At CNBC, the solution to the nation’s high unemployment and debt levels is stated simply and powerfully:

“The fact is that the U.S. economy isn’t growing fast enough to significantly increase the revenue to the government, but our debt is still soaring,” Pento said. “It’s a shame they won’t just implement real measures to grow the economy like reduce regulations, simplify the tax code and balance the budget.”

What is the problem? Massive, lengthy unemployment:

GDP growth is in the midst of its longest sub-3 percent annual growth rate since 1929, the beginning of the Great Depression, according to Bespoke Investment Group.

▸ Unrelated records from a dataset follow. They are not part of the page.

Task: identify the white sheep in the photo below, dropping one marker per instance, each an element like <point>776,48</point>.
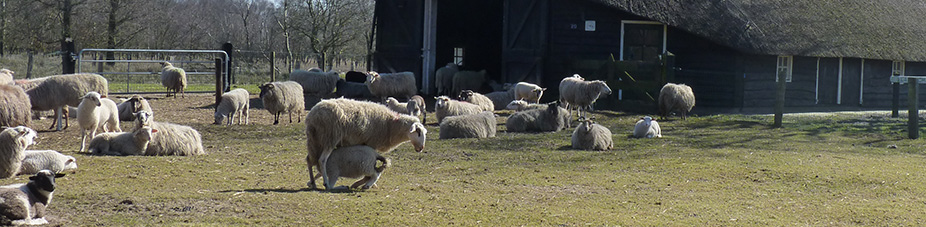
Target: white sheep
<point>283,97</point>
<point>400,84</point>
<point>235,103</point>
<point>675,98</point>
<point>647,127</point>
<point>342,122</point>
<point>576,93</point>
<point>528,92</point>
<point>36,160</point>
<point>591,136</point>
<point>551,119</point>
<point>481,125</point>
<point>96,112</point>
<point>355,162</point>
<point>478,99</point>
<point>13,143</point>
<point>25,204</point>
<point>173,78</point>
<point>445,107</point>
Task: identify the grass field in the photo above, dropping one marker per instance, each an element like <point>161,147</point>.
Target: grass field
<point>719,170</point>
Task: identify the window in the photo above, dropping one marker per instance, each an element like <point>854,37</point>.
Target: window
<point>784,67</point>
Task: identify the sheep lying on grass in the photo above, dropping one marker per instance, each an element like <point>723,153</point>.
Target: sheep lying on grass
<point>343,122</point>
<point>675,98</point>
<point>481,125</point>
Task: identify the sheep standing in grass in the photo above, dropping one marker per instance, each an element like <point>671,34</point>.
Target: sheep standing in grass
<point>591,136</point>
<point>577,93</point>
<point>481,125</point>
<point>173,78</point>
<point>445,107</point>
<point>16,108</point>
<point>551,119</point>
<point>478,99</point>
<point>13,143</point>
<point>355,162</point>
<point>96,112</point>
<point>283,97</point>
<point>675,98</point>
<point>235,103</point>
<point>36,160</point>
<point>647,127</point>
<point>343,122</point>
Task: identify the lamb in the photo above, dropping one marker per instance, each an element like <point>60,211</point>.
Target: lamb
<point>577,93</point>
<point>647,127</point>
<point>16,108</point>
<point>25,204</point>
<point>467,80</point>
<point>445,107</point>
<point>13,143</point>
<point>551,119</point>
<point>528,92</point>
<point>321,84</point>
<point>96,112</point>
<point>173,78</point>
<point>283,97</point>
<point>342,122</point>
<point>355,162</point>
<point>392,84</point>
<point>481,125</point>
<point>444,78</point>
<point>36,160</point>
<point>675,98</point>
<point>591,136</point>
<point>478,99</point>
<point>57,92</point>
<point>234,103</point>
<point>123,143</point>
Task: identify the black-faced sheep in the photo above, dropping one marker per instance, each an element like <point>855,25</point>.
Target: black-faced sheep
<point>283,97</point>
<point>481,125</point>
<point>343,122</point>
<point>675,98</point>
<point>591,136</point>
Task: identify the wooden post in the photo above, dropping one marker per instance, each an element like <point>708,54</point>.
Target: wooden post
<point>913,117</point>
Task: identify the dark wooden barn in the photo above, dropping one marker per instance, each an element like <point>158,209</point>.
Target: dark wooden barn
<point>835,53</point>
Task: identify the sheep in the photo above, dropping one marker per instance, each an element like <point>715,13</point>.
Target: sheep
<point>36,160</point>
<point>321,84</point>
<point>444,78</point>
<point>25,204</point>
<point>481,125</point>
<point>445,107</point>
<point>591,136</point>
<point>128,107</point>
<point>280,97</point>
<point>235,103</point>
<point>96,112</point>
<point>528,92</point>
<point>354,162</point>
<point>647,127</point>
<point>551,119</point>
<point>392,84</point>
<point>16,108</point>
<point>577,93</point>
<point>13,143</point>
<point>57,92</point>
<point>478,99</point>
<point>675,98</point>
<point>123,143</point>
<point>342,122</point>
<point>173,78</point>
<point>467,80</point>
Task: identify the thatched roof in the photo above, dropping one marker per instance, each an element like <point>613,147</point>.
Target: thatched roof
<point>873,29</point>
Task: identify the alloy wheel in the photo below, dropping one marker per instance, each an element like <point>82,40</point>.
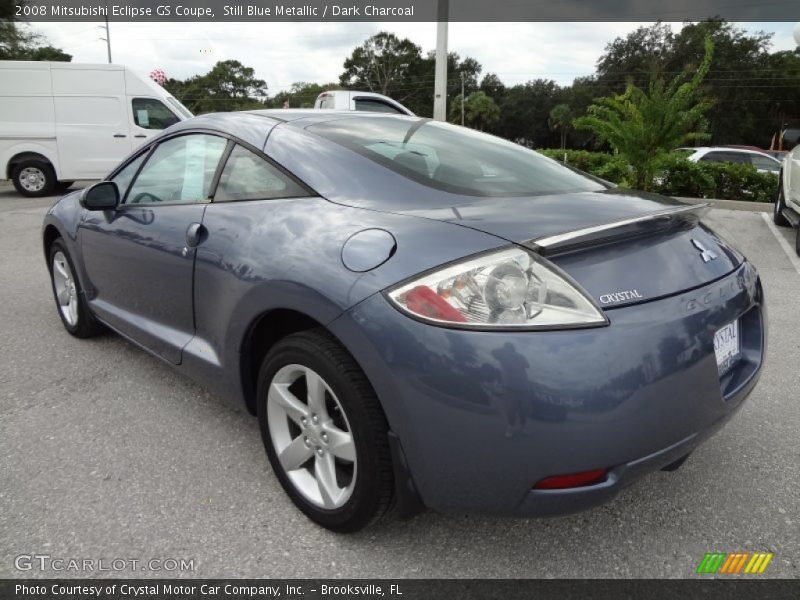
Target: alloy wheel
<point>65,288</point>
<point>311,436</point>
<point>32,179</point>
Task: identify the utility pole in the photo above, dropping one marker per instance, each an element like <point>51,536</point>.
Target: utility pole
<point>462,98</point>
<point>440,83</point>
<point>107,39</point>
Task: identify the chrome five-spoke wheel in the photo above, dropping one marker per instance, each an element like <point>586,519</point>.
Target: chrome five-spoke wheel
<point>78,320</point>
<point>311,436</point>
<point>324,431</point>
<point>65,289</point>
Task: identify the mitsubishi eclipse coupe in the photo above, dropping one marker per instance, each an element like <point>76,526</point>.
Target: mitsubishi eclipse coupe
<point>419,314</point>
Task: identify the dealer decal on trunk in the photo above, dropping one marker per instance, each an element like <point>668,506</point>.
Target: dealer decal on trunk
<point>620,296</point>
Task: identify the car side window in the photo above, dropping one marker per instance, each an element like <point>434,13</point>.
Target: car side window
<point>762,162</point>
<point>179,170</point>
<point>372,105</point>
<point>124,177</point>
<point>149,113</point>
<point>247,176</point>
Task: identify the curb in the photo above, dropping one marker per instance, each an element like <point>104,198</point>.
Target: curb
<point>731,204</point>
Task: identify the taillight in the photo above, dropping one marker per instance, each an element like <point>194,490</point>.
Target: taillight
<point>573,480</point>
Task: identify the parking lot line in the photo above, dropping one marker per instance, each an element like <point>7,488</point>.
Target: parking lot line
<point>790,253</point>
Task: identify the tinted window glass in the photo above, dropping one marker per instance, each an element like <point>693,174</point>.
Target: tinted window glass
<point>152,114</point>
<point>372,105</point>
<point>124,177</point>
<point>762,162</point>
<point>247,176</point>
<point>454,159</point>
<point>179,170</point>
<point>180,107</point>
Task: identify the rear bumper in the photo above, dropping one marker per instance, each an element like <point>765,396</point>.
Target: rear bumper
<point>483,416</point>
<point>558,502</point>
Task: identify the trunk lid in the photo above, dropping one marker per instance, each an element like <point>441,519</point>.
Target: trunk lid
<point>622,247</point>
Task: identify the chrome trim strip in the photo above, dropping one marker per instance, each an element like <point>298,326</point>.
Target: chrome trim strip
<point>570,236</point>
<point>25,137</point>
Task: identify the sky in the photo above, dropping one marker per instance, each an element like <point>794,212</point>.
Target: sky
<point>284,53</point>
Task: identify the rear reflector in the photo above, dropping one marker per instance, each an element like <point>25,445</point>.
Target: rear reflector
<point>562,482</point>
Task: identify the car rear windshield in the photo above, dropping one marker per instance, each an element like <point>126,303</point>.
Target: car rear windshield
<point>453,159</point>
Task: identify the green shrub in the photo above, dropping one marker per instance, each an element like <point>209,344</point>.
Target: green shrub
<point>617,170</point>
<point>580,159</point>
<point>676,176</point>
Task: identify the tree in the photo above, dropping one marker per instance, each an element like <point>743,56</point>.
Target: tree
<point>229,85</point>
<point>753,91</point>
<point>396,68</point>
<point>381,64</point>
<point>560,119</point>
<point>643,126</point>
<point>480,111</point>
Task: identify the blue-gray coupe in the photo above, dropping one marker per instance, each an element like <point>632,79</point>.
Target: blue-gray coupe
<point>419,314</point>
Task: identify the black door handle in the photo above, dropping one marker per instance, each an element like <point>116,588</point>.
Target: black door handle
<point>194,235</point>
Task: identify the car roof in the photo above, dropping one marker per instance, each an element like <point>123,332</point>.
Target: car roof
<point>253,126</point>
<point>729,149</point>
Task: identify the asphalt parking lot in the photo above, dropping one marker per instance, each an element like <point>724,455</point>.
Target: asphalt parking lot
<point>106,452</point>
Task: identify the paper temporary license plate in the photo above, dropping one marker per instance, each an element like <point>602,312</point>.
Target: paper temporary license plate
<point>727,346</point>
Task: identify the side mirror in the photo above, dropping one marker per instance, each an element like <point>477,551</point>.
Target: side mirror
<point>100,196</point>
<point>790,138</point>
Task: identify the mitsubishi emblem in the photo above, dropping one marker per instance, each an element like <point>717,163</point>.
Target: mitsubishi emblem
<point>705,254</point>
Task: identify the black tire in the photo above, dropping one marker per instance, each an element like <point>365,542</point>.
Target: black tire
<point>797,242</point>
<point>373,487</point>
<point>780,204</point>
<point>44,181</point>
<point>86,325</point>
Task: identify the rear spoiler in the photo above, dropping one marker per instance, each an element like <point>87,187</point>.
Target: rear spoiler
<point>614,231</point>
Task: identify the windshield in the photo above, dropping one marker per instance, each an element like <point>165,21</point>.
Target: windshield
<point>453,159</point>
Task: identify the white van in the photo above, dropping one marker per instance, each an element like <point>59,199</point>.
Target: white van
<point>368,101</point>
<point>63,121</point>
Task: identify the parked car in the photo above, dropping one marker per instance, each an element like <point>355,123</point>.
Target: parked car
<point>786,211</point>
<point>776,154</point>
<point>419,314</point>
<point>65,121</point>
<point>761,161</point>
<point>364,101</point>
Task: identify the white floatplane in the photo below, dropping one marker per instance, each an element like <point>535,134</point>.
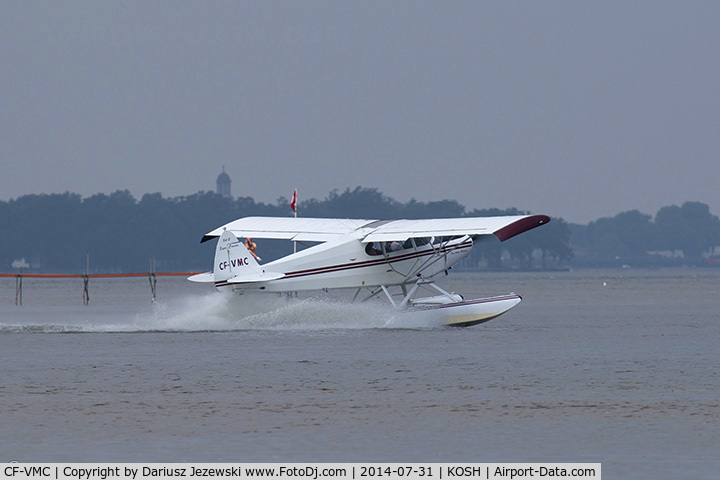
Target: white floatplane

The economy hasn’t topped 3 percent since 2005—before Federal Reserve Chairman Ben Bernanke took over—and is unlikely to do so this year.

So even if projections are correct that the economy is about 3 percent bigger than thought—say, another half-trillion dollars—the U.S. is still stuck in the slow-growth morass it has endured since the beginning of the Great Recession.

Nowhere is that more apparent than in employment.

Though employment has risen by 1.3 million over the past year, unemployment that counts the discouraged and underemployed, as well as the jobless (often called the “real” unemployment rate) has remained stubbornly high, at 13.8 percent of the workforce, according to the most recent count.

Tea Party Patriots doesn’t agree with Paul Krugman on much, but he was right when he wrote about the impact of long-term unemployment in December:

But long-term unemployment remains at levels not seen since the Great Depression: as of October, 4.9 million Americans had been unemployed for more than six months, and 3.6 million had been out of work for more than a year.

When you see numbers like those, bear in mind that we’re looking at millions of human tragedies: at individuals and families whose lives are falling apart because they can’t find work, at savings consumed, homes lost and dreams destroyed. And the longer this goes on, the bigger the tragedy.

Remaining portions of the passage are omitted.